In response to the backlash, Nellie’s released the following statement on Instagram:
“We were incredibly upset and disturbed to see the unfortunate event that took place at Nellie’s last night. We are undergoing a full investigation of the situation. At Nellie’s, we foster an inclusive and safe environment, so events like this are completely unacceptable to us.”
Nellie’s later updated that statement by confirming they had terminated the security company responsible for the incident.
“Nellie’s Sports Bar has terminated, with immediate effect, the independent security vendor hired to protect our guests during Pride Week,” their updated post read. “Our investigation into the matter is ongoing, and we will cooperate with any law enforcement investigation, however, we do not need to wait for the investigation’s conclusion before we take decisive action.
“We offer a heartfelt apology to all who witnessed the horrific events of this past weekend. No matter what behavior occurred prior, nothing warrants mistreating, and disrespecting, one of our guests.”
But Young and her attorney say that wasn’t enough because she was never directly named or addressed in either of the statements.

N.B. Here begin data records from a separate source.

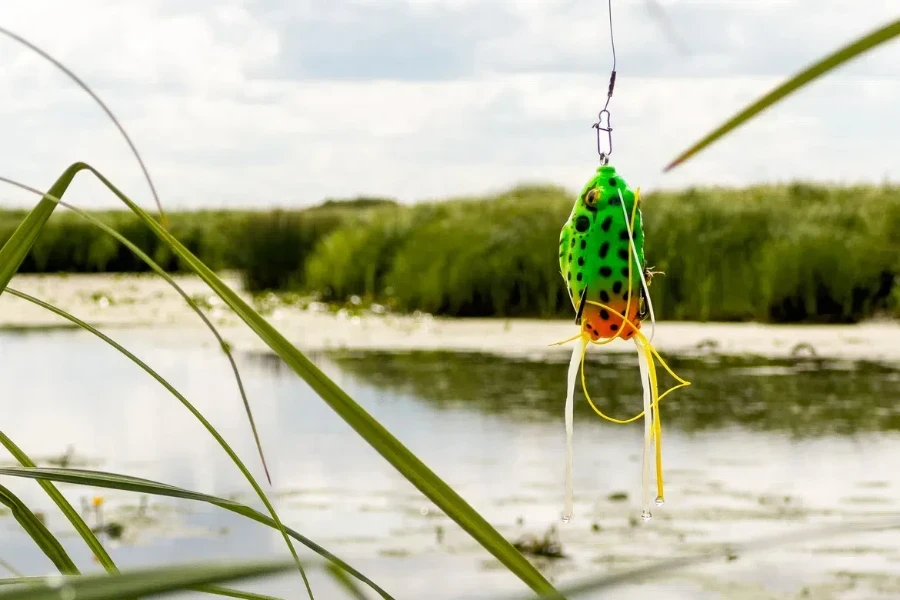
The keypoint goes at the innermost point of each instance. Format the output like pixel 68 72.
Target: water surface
pixel 753 447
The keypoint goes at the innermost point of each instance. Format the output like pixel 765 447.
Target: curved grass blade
pixel 36 530
pixel 162 273
pixel 144 583
pixel 67 509
pixel 400 457
pixel 409 465
pixel 84 86
pixel 348 585
pixel 197 414
pixel 102 105
pixel 116 481
pixel 10 568
pixel 82 528
pixel 633 576
pixel 830 62
pixel 37 580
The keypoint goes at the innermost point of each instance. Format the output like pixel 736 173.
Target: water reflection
pixel 753 447
pixel 805 396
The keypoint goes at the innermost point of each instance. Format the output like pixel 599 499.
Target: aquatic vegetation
pixel 21 244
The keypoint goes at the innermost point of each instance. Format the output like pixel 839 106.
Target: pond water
pixel 754 447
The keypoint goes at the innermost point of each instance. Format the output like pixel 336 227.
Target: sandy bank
pixel 148 302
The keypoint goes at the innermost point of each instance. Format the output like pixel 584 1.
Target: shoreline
pixel 149 304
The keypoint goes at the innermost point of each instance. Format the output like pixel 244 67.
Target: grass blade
pixel 82 528
pixel 199 416
pixel 67 509
pixel 348 585
pixel 830 62
pixel 409 465
pixel 190 301
pixel 144 583
pixel 115 481
pixel 102 105
pixel 38 532
pixel 84 86
pixel 34 580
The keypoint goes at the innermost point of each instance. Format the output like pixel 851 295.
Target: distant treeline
pixel 789 253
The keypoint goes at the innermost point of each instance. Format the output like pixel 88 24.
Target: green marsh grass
pixel 495 285
pixel 790 253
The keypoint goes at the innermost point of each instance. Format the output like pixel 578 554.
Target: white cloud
pixel 275 102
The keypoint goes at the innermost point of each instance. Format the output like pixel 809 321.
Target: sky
pixel 256 103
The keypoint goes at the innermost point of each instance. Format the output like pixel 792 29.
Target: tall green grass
pixel 791 253
pixel 434 279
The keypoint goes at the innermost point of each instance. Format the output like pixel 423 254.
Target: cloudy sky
pixel 265 102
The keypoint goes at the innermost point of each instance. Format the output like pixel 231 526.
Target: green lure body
pixel 595 251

Young also clarified that despite the public apologies being issued by the popular U Street venue, not a single member of Nellie’s team has spoken to her personally since the incident.
“I don’t think it matters if they fired security,” agreed Mitchum. “I don’t think it matters that they’re closing now for a week because what they really need to do is just be done. They need to be gone because it is not a security problem. It is an ownership problem. It is a management problem.
“Any Black, queer person who’s invested in the Black queer community who have had conversations with Doug knows just how anti-Black he is, knows just how defensive he is, knows how much he does not care about community accountability in conversations.”
“He’s rejected many of our attempts to really work with him over the years,” Mitchum concluded.